Reputation: 21
We are moving our database from oracle to couchDB, for one of the use case is to implement the distributed transaction management. For Ex: Read the data from JMS Queue and update it in multiple document, if any thing fails then revert back and throws an exception to JMS queue. As we know couchDB does not support distributed transaction management. Can you please suggest any alternative strategy to implement this or any other way out?
Upvotes: 1
Views: 452
Reputation: 3365
More than technical aspects I feel you might be interested in the bottom line of that.
As mentionned distributed transactions are not possible - this notion doesn't even exist, because it is not necessary. Indeed, unlike in the relational world, 95% of the time when you feel that you need them it means that you are doing something wrong.
I'll be straightforward with you : dumping your relational data into couchdb will end up being a nightmare both for writes and reads. For the first you'll say : how can I do transactions ? For the laters : how can I do joins ? Both are impossible and are concepts which do not even exist.

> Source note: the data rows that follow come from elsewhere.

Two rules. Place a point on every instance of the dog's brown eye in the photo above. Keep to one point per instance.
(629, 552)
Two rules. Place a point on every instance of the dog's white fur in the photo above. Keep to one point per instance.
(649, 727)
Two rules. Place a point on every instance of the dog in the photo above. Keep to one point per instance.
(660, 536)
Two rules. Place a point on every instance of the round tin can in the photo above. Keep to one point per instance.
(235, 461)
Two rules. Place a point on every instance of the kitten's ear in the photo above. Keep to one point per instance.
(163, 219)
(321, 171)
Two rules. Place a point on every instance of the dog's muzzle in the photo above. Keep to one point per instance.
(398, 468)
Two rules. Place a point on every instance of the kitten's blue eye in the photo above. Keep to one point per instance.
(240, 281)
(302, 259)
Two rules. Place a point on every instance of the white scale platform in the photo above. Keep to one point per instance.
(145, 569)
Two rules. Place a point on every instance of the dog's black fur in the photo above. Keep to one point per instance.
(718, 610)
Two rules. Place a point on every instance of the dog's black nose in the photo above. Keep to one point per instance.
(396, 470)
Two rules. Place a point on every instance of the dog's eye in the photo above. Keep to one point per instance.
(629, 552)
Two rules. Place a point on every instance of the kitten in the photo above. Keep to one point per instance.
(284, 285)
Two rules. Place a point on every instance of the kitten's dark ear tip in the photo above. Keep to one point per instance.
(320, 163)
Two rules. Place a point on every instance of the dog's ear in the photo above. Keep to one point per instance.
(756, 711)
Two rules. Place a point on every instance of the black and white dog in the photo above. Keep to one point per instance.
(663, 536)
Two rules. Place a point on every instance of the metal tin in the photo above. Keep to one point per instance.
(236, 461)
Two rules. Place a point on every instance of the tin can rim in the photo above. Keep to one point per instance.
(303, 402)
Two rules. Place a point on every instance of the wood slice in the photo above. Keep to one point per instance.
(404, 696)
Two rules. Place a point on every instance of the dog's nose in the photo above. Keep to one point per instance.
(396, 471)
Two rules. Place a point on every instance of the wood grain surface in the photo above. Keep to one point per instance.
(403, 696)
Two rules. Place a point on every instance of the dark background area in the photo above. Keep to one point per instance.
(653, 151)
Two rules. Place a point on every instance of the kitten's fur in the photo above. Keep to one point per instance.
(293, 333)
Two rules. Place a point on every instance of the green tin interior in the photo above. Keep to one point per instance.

The convenient conclusions - too - many people reach is that "CouchDb is not enterprise ready or ACID enough". But the truth is you need to take the time to rethink your data structures.
You need to rethink your data structures and make them document oriented because if you don't you are off the intended usage of couchdb - and as you know this is risky territory.
Read on DDD and aggregates design, and turn your records into DDD entities and aggregates. So there'd be an ETL layer to CouchDb. If you don't have the time to do that I'd recommend not using CouchDb - as much as I love it.
Upvotes: 1
Reputation: 1928
CouchDB doesn't have properties which are necessary for distributed transactions so it's impossible. All major distributed transaction algorithms (Two-Phase commit protocol, RAMP and Percolator-style distributed transactions, you can find details in this answer) require linearizability on the record level. Unfortunately CouchDB is an AP solution (in the CAP theorem sense) so it can't even guarantee record-level consistency.
Of cause you can disable replication to make CouchDB consistent but then you'll lose fault-tolerance. Another option is to use CouchDB as a storage and to build a consistent database on top of it but it's an overkill for your task and doesn't use any CouchDB-specific feature. The third option is to use CRDT but it works only if your transactions are commutative.